Если духовное начало не находят уже в самой субстанции художественного произведения, то потом его можно будет привнести в произведение лишь извне, в качестве спиритуалистического фасада, скрывающего за собою глухое бездуховное ядро. Здесь не место развивать теорию произведения искусства, которая удовлетворяла бы требованию постигать духовное в чувственном элементе произведения, т. е. в той зоне, где духовное получает чувственное воплощение, а чувственное одухотворяется. В качестве сторонников этой теории можно назвать великих художников, размышлявших о произведении искусства, — Гёте и Штифтера, Делакруа и Бодлера, и многих других, — но лишь немногих теоретиков искусства. Как бы в частностях ни обстояло дело, несомненно одно: история искусства как история духа никогда не может иметь своей основой чисто формалистический взгляд на произведение. Но как раз это и попыталась осуществить "история искусства как история духа" в первой своей фазе. Исторически это вполне понятно, ибо первоначально она непосредственно выводилась в качестве надстройки над величественной, но в основе своей формалистической концепцией Ригля, в монументальном труде которого содержится устрашающее суждение о том, что наилучшим историком искусства будет тот, кто не имеет никакого личного отношения к художественным произведениям.
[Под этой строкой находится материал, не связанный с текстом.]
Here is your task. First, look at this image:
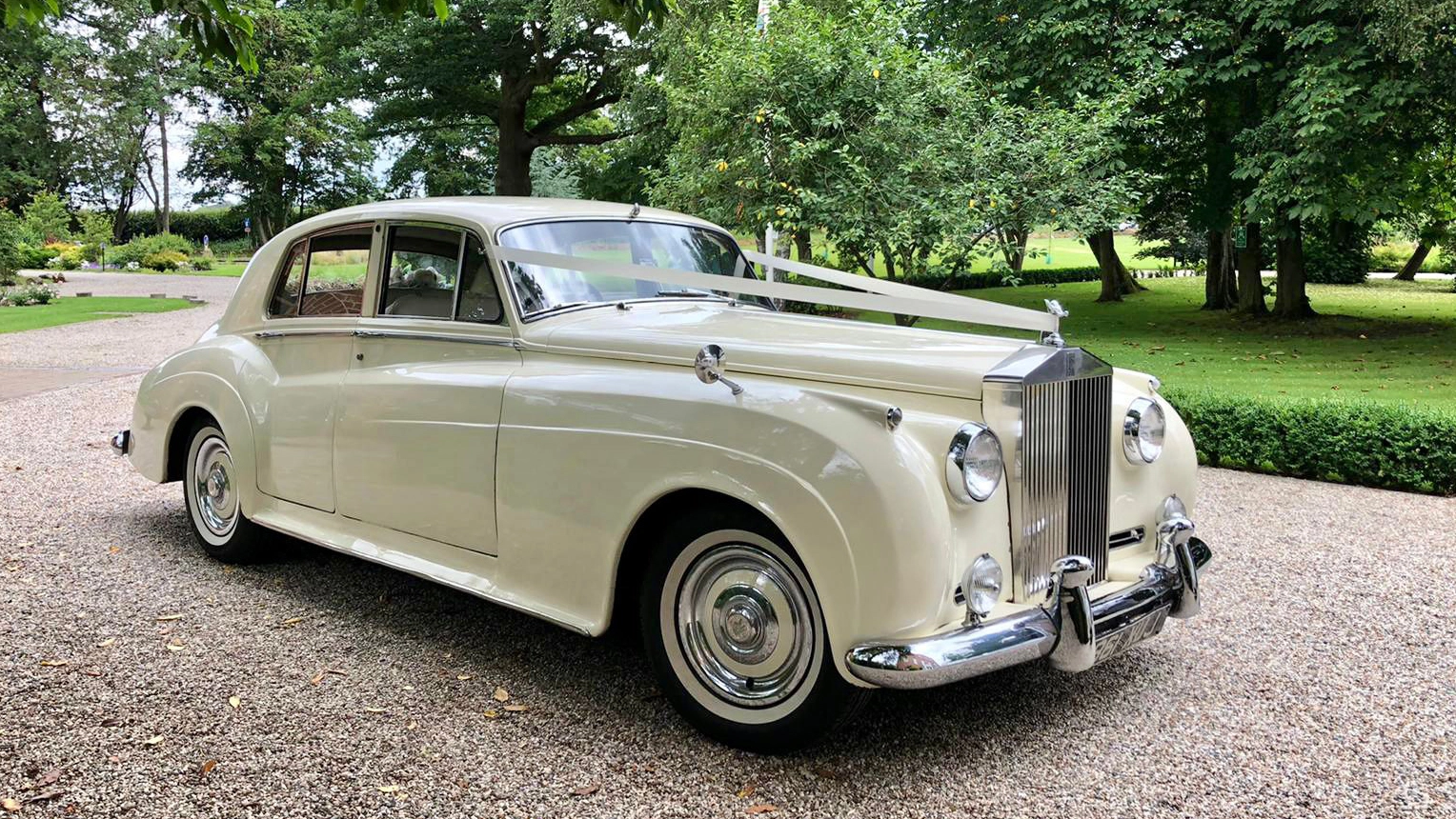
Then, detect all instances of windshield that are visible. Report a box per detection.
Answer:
[501,220,763,315]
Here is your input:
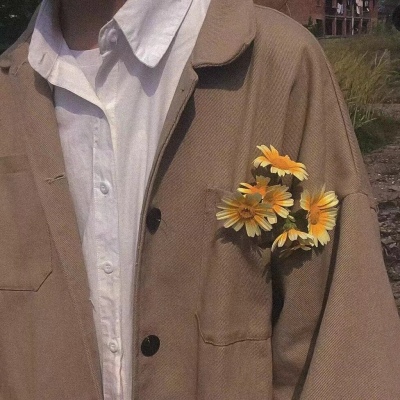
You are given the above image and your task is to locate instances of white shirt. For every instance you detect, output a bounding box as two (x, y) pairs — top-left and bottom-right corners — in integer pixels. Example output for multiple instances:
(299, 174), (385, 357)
(29, 0), (210, 400)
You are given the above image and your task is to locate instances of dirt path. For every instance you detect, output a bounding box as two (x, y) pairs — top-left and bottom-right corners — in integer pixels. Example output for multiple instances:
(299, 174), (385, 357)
(364, 128), (400, 314)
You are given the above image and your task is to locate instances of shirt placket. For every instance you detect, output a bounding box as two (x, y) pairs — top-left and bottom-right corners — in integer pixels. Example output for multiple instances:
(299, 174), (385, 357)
(93, 29), (123, 400)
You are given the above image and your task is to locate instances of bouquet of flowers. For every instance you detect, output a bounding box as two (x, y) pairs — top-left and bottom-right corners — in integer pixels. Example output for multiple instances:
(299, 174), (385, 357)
(216, 145), (338, 256)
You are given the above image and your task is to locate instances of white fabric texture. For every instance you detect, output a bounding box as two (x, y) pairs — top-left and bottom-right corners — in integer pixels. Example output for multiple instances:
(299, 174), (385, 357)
(29, 0), (209, 400)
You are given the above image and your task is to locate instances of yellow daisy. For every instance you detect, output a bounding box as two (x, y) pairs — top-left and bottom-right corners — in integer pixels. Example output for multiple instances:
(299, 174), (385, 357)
(271, 225), (313, 251)
(300, 185), (339, 246)
(263, 185), (293, 218)
(238, 175), (271, 198)
(253, 145), (308, 181)
(217, 193), (273, 237)
(238, 176), (293, 224)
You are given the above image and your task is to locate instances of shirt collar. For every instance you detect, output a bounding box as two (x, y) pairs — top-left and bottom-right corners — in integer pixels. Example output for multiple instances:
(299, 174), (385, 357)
(29, 0), (192, 74)
(114, 0), (192, 68)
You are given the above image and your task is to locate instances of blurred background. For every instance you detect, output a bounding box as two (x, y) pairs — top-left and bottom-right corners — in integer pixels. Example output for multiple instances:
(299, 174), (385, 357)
(0, 0), (400, 311)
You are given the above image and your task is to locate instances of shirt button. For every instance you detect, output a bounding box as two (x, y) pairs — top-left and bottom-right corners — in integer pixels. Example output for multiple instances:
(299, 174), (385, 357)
(107, 29), (118, 44)
(100, 182), (110, 194)
(140, 335), (160, 357)
(103, 263), (114, 274)
(108, 341), (118, 353)
(146, 208), (161, 234)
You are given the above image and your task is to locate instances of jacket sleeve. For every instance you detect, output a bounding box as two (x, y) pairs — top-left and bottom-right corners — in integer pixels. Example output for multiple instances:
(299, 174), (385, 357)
(272, 35), (400, 400)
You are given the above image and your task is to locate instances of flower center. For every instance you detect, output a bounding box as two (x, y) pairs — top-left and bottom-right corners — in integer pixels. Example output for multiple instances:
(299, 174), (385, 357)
(239, 206), (255, 219)
(309, 207), (321, 225)
(273, 157), (290, 169)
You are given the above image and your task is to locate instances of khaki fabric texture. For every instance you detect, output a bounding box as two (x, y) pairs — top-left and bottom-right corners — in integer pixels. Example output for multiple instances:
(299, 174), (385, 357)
(0, 0), (400, 400)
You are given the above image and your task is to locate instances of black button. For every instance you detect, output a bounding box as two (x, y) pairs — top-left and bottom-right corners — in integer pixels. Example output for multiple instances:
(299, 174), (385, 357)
(141, 335), (160, 357)
(146, 208), (161, 233)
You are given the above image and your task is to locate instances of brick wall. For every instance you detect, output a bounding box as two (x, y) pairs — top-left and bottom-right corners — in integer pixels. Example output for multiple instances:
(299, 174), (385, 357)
(255, 0), (325, 25)
(254, 0), (380, 36)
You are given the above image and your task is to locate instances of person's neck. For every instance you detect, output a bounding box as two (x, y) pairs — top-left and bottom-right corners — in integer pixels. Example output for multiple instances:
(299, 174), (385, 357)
(60, 0), (125, 50)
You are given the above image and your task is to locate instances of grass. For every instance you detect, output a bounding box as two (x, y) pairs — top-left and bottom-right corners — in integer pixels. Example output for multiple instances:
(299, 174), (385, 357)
(356, 115), (400, 154)
(321, 32), (400, 153)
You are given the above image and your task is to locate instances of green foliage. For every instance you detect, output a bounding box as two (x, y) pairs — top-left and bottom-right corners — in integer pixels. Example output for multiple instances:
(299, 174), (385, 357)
(327, 49), (394, 130)
(304, 15), (324, 37)
(321, 32), (400, 152)
(0, 0), (40, 53)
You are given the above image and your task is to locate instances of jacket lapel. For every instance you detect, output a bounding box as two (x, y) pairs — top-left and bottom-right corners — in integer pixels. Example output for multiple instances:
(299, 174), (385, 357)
(9, 43), (101, 398)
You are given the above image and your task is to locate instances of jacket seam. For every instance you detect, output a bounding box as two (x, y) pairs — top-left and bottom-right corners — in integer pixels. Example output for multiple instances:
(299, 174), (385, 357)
(324, 56), (363, 189)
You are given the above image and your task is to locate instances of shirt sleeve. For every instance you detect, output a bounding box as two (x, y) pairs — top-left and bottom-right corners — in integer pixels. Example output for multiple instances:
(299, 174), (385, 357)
(272, 35), (400, 400)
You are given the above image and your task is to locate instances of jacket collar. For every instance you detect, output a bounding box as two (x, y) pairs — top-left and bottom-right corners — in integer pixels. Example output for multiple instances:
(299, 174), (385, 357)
(192, 0), (256, 68)
(0, 0), (256, 73)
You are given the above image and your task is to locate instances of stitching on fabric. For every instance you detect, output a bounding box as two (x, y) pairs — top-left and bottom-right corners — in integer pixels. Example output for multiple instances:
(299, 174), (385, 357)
(45, 174), (66, 185)
(195, 313), (271, 347)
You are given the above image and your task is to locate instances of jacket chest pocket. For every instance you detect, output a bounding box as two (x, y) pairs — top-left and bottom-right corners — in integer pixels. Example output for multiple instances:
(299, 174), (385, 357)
(197, 189), (272, 346)
(0, 155), (51, 291)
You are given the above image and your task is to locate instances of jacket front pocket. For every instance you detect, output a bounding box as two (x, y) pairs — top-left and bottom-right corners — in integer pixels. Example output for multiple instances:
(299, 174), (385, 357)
(0, 155), (51, 290)
(197, 189), (272, 346)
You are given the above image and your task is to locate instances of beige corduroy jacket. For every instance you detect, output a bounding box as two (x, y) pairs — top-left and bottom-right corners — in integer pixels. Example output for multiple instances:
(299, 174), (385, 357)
(0, 0), (400, 400)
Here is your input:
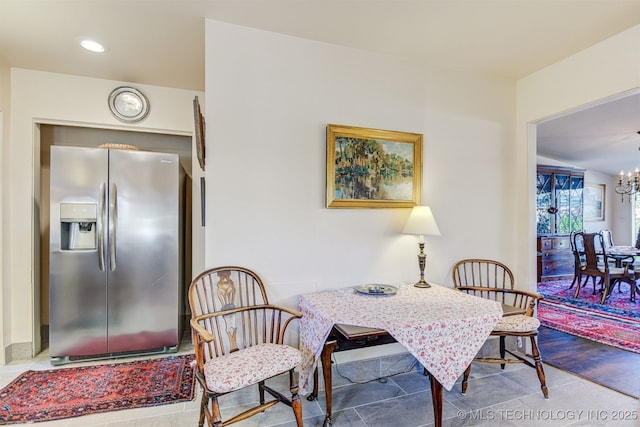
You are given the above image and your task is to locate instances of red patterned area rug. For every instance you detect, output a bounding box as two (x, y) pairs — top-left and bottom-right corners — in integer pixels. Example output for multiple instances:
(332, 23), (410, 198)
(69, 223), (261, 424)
(538, 280), (640, 353)
(0, 354), (195, 424)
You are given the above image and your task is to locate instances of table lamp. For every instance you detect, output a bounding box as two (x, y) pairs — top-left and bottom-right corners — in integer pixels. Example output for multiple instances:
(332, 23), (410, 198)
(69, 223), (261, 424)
(402, 206), (440, 288)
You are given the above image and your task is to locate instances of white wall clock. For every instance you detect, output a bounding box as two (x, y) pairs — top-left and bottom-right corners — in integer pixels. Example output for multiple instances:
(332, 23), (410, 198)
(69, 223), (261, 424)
(109, 86), (149, 123)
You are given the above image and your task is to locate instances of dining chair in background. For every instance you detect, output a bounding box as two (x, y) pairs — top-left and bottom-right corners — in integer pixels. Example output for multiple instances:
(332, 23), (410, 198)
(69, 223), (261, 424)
(189, 267), (302, 427)
(574, 232), (636, 304)
(452, 258), (549, 399)
(569, 231), (584, 292)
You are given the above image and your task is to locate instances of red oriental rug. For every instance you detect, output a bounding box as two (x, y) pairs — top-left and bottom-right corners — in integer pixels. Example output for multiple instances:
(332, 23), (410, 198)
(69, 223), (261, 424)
(0, 354), (195, 424)
(538, 280), (640, 353)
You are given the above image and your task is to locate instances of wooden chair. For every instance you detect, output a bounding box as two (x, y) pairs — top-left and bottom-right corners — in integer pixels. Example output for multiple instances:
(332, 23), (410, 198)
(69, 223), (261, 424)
(189, 267), (302, 427)
(569, 231), (595, 292)
(573, 232), (636, 304)
(452, 259), (549, 399)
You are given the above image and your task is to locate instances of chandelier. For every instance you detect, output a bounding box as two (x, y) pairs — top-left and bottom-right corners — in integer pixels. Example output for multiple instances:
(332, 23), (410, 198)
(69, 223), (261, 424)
(616, 169), (640, 202)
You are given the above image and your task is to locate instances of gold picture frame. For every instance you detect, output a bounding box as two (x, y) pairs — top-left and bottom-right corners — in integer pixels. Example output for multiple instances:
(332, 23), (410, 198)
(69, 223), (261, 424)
(326, 124), (422, 208)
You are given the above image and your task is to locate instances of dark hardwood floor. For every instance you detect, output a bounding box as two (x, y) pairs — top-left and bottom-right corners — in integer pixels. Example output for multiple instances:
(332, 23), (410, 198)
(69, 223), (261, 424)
(538, 327), (640, 398)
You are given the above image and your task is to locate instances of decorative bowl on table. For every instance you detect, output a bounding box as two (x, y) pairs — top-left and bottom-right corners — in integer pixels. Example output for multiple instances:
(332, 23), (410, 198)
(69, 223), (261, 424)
(356, 284), (398, 295)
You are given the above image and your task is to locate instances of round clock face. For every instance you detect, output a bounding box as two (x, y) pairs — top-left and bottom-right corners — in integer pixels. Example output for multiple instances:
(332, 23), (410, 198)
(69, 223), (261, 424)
(109, 86), (149, 122)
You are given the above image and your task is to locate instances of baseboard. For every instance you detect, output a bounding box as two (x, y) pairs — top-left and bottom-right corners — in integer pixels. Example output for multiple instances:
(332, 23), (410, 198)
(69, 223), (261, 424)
(4, 342), (32, 364)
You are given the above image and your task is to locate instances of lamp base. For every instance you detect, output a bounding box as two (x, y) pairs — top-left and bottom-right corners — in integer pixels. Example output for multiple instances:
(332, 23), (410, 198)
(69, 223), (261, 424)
(413, 281), (431, 288)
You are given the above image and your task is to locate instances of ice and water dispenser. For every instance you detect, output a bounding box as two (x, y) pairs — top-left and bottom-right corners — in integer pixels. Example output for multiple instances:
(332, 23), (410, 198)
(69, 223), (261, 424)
(60, 203), (98, 251)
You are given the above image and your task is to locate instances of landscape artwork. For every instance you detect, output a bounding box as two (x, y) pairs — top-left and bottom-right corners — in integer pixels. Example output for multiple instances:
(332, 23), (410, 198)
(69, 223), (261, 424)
(327, 125), (422, 208)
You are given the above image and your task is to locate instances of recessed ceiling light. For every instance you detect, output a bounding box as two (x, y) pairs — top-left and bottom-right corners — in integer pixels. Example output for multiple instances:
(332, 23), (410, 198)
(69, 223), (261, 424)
(80, 40), (104, 53)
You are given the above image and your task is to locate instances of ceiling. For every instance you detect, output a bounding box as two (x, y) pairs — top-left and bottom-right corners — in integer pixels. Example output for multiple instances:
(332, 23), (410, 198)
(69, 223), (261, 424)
(0, 0), (640, 174)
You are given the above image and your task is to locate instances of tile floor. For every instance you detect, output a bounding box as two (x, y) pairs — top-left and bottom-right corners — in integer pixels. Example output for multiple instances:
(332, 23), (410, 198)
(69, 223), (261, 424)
(0, 345), (640, 427)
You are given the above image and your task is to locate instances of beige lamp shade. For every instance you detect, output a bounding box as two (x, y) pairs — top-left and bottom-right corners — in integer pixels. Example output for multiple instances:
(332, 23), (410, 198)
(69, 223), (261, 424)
(402, 206), (440, 236)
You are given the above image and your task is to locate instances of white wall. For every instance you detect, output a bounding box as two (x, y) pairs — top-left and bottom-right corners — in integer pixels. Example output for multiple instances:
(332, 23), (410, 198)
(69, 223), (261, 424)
(206, 21), (516, 306)
(2, 69), (203, 358)
(516, 26), (640, 289)
(0, 61), (11, 366)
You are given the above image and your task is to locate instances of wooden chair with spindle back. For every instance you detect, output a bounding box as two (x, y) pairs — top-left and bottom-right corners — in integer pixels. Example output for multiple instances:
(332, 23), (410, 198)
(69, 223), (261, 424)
(452, 258), (549, 399)
(189, 267), (302, 427)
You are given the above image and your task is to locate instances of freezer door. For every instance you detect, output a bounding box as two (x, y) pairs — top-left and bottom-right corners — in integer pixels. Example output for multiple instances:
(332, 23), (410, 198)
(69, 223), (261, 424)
(107, 150), (181, 353)
(49, 146), (108, 357)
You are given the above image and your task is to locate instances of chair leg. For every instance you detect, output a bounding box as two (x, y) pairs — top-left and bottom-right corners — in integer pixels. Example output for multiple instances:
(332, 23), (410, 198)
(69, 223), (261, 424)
(289, 369), (302, 427)
(462, 363), (471, 394)
(530, 335), (549, 399)
(600, 276), (612, 304)
(500, 336), (507, 369)
(569, 272), (580, 289)
(573, 276), (589, 298)
(211, 396), (222, 427)
(198, 390), (209, 427)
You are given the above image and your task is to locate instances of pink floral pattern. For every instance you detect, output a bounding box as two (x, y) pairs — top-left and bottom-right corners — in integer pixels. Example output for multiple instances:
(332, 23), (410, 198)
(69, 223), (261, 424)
(204, 343), (301, 393)
(493, 314), (540, 332)
(300, 285), (502, 394)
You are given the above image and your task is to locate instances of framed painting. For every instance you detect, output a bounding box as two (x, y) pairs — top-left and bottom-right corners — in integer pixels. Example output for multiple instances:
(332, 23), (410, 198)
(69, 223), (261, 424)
(582, 184), (606, 221)
(327, 124), (422, 208)
(193, 96), (205, 171)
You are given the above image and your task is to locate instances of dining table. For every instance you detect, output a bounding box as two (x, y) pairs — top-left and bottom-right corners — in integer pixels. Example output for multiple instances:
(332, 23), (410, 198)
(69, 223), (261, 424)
(607, 246), (640, 267)
(299, 284), (503, 427)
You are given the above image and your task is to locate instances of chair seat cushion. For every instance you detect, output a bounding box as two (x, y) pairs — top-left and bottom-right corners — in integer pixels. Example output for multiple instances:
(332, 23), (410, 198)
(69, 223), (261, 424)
(204, 343), (302, 393)
(493, 314), (540, 332)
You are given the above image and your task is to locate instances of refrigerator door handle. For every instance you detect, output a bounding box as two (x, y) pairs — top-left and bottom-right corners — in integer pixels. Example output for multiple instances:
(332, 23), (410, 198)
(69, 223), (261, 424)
(109, 182), (118, 271)
(96, 182), (107, 271)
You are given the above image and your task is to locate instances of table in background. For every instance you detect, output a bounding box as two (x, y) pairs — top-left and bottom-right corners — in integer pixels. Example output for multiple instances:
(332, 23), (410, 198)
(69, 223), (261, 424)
(300, 285), (502, 426)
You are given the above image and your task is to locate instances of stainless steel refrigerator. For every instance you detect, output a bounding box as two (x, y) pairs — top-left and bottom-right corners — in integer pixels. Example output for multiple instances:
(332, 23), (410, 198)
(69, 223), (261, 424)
(49, 146), (184, 365)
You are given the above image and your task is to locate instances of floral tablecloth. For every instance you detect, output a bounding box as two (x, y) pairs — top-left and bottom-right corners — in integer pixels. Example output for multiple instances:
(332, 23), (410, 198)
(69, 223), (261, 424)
(300, 285), (502, 394)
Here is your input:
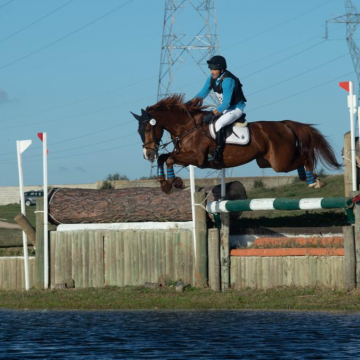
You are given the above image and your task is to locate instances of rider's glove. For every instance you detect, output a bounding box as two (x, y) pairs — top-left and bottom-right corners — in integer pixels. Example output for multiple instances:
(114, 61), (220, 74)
(203, 112), (215, 124)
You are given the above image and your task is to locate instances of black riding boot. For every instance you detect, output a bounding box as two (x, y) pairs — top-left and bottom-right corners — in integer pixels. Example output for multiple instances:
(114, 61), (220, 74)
(209, 128), (225, 164)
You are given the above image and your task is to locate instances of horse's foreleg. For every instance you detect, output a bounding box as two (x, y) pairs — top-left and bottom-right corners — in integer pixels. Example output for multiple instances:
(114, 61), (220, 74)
(166, 156), (184, 189)
(299, 164), (325, 189)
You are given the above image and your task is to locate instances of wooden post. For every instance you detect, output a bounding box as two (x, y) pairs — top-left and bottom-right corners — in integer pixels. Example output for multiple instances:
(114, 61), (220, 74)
(220, 213), (230, 291)
(208, 229), (221, 291)
(194, 192), (208, 287)
(34, 198), (44, 289)
(343, 226), (356, 291)
(14, 213), (35, 246)
(343, 131), (352, 196)
(350, 191), (360, 286)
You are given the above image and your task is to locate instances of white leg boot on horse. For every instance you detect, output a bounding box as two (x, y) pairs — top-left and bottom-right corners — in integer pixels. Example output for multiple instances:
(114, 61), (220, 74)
(305, 170), (326, 189)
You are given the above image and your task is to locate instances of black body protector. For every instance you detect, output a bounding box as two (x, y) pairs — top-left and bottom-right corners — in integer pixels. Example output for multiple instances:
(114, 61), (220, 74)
(210, 70), (247, 106)
(208, 70), (246, 164)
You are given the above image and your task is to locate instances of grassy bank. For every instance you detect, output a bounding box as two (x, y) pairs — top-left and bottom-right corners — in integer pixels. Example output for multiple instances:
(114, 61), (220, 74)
(0, 287), (360, 312)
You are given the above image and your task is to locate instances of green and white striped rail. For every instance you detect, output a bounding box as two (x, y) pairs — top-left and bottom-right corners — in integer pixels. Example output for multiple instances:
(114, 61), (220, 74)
(206, 197), (352, 214)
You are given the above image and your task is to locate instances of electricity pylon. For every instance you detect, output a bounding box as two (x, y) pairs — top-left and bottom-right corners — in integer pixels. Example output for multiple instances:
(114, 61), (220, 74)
(325, 0), (360, 99)
(157, 0), (220, 101)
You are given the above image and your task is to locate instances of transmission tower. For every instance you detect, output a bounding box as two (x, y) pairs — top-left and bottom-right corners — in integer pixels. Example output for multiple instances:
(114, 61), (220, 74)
(325, 0), (360, 99)
(157, 0), (220, 101)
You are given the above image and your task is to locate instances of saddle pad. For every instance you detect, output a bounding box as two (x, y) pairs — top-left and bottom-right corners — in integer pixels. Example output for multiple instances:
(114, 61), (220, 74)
(209, 122), (250, 145)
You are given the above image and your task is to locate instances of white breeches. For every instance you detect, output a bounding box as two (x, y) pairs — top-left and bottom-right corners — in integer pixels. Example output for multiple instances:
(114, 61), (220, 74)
(215, 108), (243, 131)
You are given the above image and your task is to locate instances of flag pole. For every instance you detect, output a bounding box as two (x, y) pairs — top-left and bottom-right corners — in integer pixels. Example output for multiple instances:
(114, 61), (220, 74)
(189, 165), (196, 259)
(16, 140), (32, 291)
(43, 133), (49, 289)
(339, 81), (359, 191)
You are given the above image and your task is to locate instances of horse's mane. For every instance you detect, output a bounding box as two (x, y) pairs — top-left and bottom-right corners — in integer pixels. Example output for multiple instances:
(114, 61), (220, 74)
(146, 94), (208, 113)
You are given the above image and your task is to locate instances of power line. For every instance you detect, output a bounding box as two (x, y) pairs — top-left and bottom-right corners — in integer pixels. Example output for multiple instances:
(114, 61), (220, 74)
(0, 9), (341, 123)
(0, 0), (15, 10)
(240, 40), (325, 80)
(247, 52), (349, 97)
(247, 71), (354, 113)
(0, 0), (74, 44)
(224, 0), (333, 50)
(0, 0), (134, 70)
(0, 76), (157, 123)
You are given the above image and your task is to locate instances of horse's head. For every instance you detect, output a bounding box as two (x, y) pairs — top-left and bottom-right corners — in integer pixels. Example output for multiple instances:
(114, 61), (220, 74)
(131, 109), (164, 162)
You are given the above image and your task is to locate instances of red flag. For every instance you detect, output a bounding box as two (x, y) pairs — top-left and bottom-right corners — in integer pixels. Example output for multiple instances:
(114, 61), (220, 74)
(38, 133), (49, 154)
(339, 81), (350, 92)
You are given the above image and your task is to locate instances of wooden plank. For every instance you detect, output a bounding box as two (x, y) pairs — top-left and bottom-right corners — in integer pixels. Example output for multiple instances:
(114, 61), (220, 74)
(124, 230), (132, 286)
(116, 231), (125, 286)
(208, 229), (219, 291)
(220, 213), (230, 291)
(194, 191), (208, 287)
(343, 226), (356, 291)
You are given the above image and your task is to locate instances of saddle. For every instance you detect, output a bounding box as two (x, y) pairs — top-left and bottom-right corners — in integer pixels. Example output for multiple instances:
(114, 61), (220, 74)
(209, 114), (250, 145)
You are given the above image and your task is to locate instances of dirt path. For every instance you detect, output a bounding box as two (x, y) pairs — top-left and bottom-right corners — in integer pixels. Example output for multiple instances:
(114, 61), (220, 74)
(0, 221), (20, 229)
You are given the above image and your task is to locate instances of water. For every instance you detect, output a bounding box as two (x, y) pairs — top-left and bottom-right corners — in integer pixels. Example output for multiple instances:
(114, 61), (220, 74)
(0, 311), (360, 360)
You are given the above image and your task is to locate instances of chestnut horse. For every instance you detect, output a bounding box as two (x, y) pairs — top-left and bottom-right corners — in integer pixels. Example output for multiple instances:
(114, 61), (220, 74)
(132, 95), (341, 193)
Эта дилемма отчетливо прорисовывается в той плоскости метода, где, рассуждая логически, берет начало вся научная работа историка искусства, — в интерпретации художественных произведений. Здесь максима "история искусства как история духа" часто воспринималась в качестве требования привлекать для правильного понимания произведения духовные явления "эпохи". Но это столь убедительно звучащее требование оказывается в методическом отношении невыполнимым. Ибо для того чтобы узнать, с помощью каких духовных явлений я должен объяснить художественное произведение, мне нужно было бы уже знать, какие духовные явления относятся к этому произведению. А для этого я должен глубоко понять духовную суть произведения, ибо иначе эта его соотнесенность оказалась бы невозможной. Совершенно независимо от этого подобный подход предполагает, однако, что явления других областей, которые мы собираемся использовать в качестве основы интерпретации, можно легче понять, нежели произведения искусства. Нужно сказать, что для лиц, профессионально занимающихся изучением искусства, это более чем странное убеждение, ибо оно заключает в себе признание того, что у них нет прямого доступа к произведениям искусства, и если оно утверждается в качестве основы метода, то это поистине абсурдно. Почему тот, кто собирается, например, прояснить готический собор с помощью схоластики, полагает, что среди множества духовных явлений XII века последняя особенно близка художественной сущности собора? Почему он считает, что схоластическая философия, о которой он в качестве историка искусства имеет гораздо меньше фактических знаний, чем о соборе, будет более доступной для него, чем сам собор?
Нет: этот подход не прокладывает методического пути, но представляет собой выражение неосознанного желания, он свидетельствует о наличии позитивистских представлений о произведении искусства и одновременно о неудовлетворенности ими. После того, как абстрактное ограничение формальной стороной привело к изгнанию духа из художественного произведения, возникло желание снова механически привнести его в произведение из других сфер, где надеялись обрести его, так сказать, в чистом виде. Ложный спиритуализм предстает как компенсация ложного формализма.